So the first call would be at 6 o'clock, second call, 7.
Next call, 8.
Let's call 830.
Let's call 9.
Let's call 9.30.
Let's call 10.
So he was your secretary.
He handled all the communication.
Right.
So if one of your buyers needs 100 pounds and he's in Ohio, he would call Mr. Black and say, I need to speak to Steve?
All he'd say was he would give him his phone number and what time he was going to be at that pay phone, Eastern Standard Time.
Only two things.
Wow.
Or it's your phone number and what time.
Yeah.
And then you would call every night, you would call Mr.

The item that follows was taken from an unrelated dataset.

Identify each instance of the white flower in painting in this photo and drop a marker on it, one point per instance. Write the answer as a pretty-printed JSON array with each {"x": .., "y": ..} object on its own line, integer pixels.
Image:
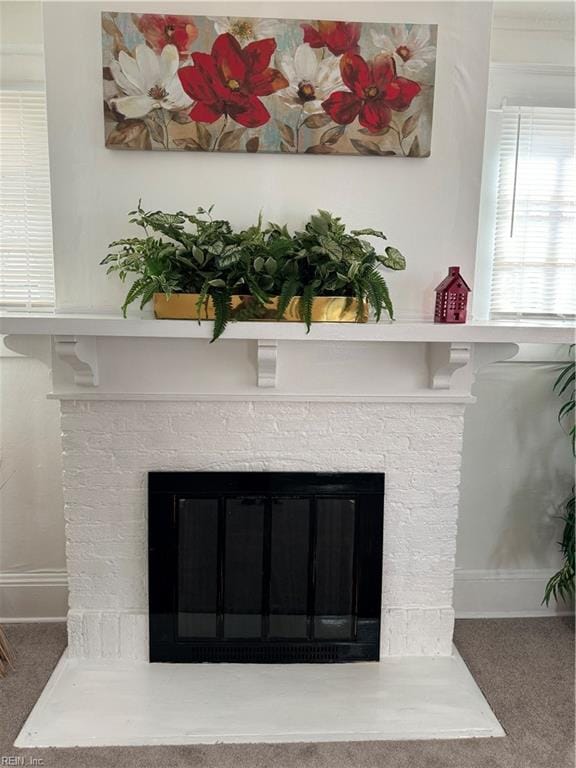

Black, get that phone number,
and then you would find whatever phone you could, a pay phone,
a phone in a hotel you were staying in, and you would call.
And all these people, all these people that I called were standing at pay phones.
Yeah.
Every one of them.
Waiting.
Waiting.
Man, you're a fucking dinosaur.
No, I'm just kidding.
I'm just kidding.
That is unbelievable.
And this was only 30 years ago.
But the world is completely different.
You see the thing about it?
Almost 40.
Yeah.
Early 90s.
I knew people, you know, down Florida, they'd call somebody in Ohio and then the guy in Ohio
would get in trouble or the guy in Florida and then both of them be in trouble.
Right.
Because they're talking to each other all the time, three or four times a day.
Right.
Yeah.
Nobody ever talked to me except when I called them back on a pay phone.
Wow.
You literally protected.
yourself from wiretaps, police raids. I mean, you were thorough, Steve. I gave up profit
to a point, man, so I wouldn't have to meet the supplier. Yeah. I didn't care about meeting
supplier. Yeah. And your distributors, you could, they could, the feds could never get a wiretap on
them because they never knew where the calls were going to be going. Yeah. Because they were on pay phones.
Yeah. Wow. Call in an 800 number to a corporation.
that had 100,000 employees.
Right.
How are you going to shake down 100,000 employees?
How much would you pay Bob Black for being your secretary?
His rent.
Nice.
Good deal.
Oh, wow.
His rent kept going up.
He would move.
It started out.
It started out in an apartment for 800 a month.
Yeah.
And then he said, hey, man, I'd really like to have a house.
So he ran the house, you know, you know.
Kept upgrading.
Yeah.
Yeah.
Yeah.
Wow. And this system worked pretty much flawlessly.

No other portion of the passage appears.